L’élection du bureau en 2015 a constitué une véritable avancée démocratique. Une première dans la vie de Rewmi France, saluée par nombre d’observateurs dans la presse. Un bureau provisoire installé auparavant, avait suscité quelques controverses, arguant d’usurpation de postes octroyés à la faveur d’une certaine proximité avec le Président Idrissa Seck. Ce Bureau provisoire avait cependant eu le mérite de contribuer à une renaissance du parti Rewmi en France. Mérite renforcé par l’organisation laborieuse de l’élection de ses représentants, ce qui leur a consacré une légitimité certaine. Même si certains observateurs, parmi mes interlocuteurs, ont décrié des tendances communautaristes dans les votes. Mais comment éviter de telles dérives si en amont la cartographie de l’électorat rewmiste est composée d’une juxtaposition de communautés ethniques sans réel ancrage dans un idéal démocratique. Un travail de réflexions et de sensibilisation devrait se faire en profondeur pour éviter de miner la démocratie interne de la fédération de Rewmi France.

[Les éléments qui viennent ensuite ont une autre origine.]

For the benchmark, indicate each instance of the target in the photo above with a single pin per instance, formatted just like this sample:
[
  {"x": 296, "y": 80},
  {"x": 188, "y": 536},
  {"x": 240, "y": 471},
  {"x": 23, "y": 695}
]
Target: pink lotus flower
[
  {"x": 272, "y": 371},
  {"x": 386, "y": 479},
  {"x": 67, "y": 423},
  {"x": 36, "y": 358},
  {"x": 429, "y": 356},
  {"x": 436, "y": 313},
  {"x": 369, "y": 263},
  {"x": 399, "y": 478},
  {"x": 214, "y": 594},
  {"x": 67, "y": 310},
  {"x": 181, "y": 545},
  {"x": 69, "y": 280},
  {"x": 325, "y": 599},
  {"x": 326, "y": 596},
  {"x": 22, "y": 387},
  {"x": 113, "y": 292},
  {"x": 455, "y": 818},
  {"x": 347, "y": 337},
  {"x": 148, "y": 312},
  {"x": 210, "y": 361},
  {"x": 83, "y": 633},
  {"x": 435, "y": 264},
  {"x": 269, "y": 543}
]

A l’actif du bureau, il y a lieu de noter de louables efforts de massification en initiant et multipliant la création de sections en Ile de France comme en Province. Mais par contre, l’absence de coordination pour associer réellement ces sections nouvellement créées aux activités centralisées du parti a été déplorée. S’il faut saluer que le bureau ait eu maintes fois l’occasion d’accueillir et de recevoir les grands responsables de Dakar, ces réunions ont été organisées dans un cadre restreint et sans large ouverture en dehors de l’espace parisien. D’où un sentiment assez partagé qui laisse croire que le bureau n’a de sens fédératif que le parisianisme. Sentiment qui relève plus d’une perception que d’un choix délibéré conçu et voulu. On peut témoigner d’avoir assisté à des réunions où étaient présents des représentants de province. Cette perception découle de la place prépondérante de la section de Clamart qui a toujours mis ses locaux à la disposition de la fédération, pour abriter ses réunions, rencontres et meetings. Cela pose par ailleurs la problématique de l’inexistence de siège pour le parti. Clamart est à saluer pour son dynamisme et sa disponibilité à répondre à toutes les sollicitations. Mais Clamart est-il le siège de la fédération ? Un peu plus de décentralisation des activités aurait permis de dissiper cette perception de « tout à Paris ».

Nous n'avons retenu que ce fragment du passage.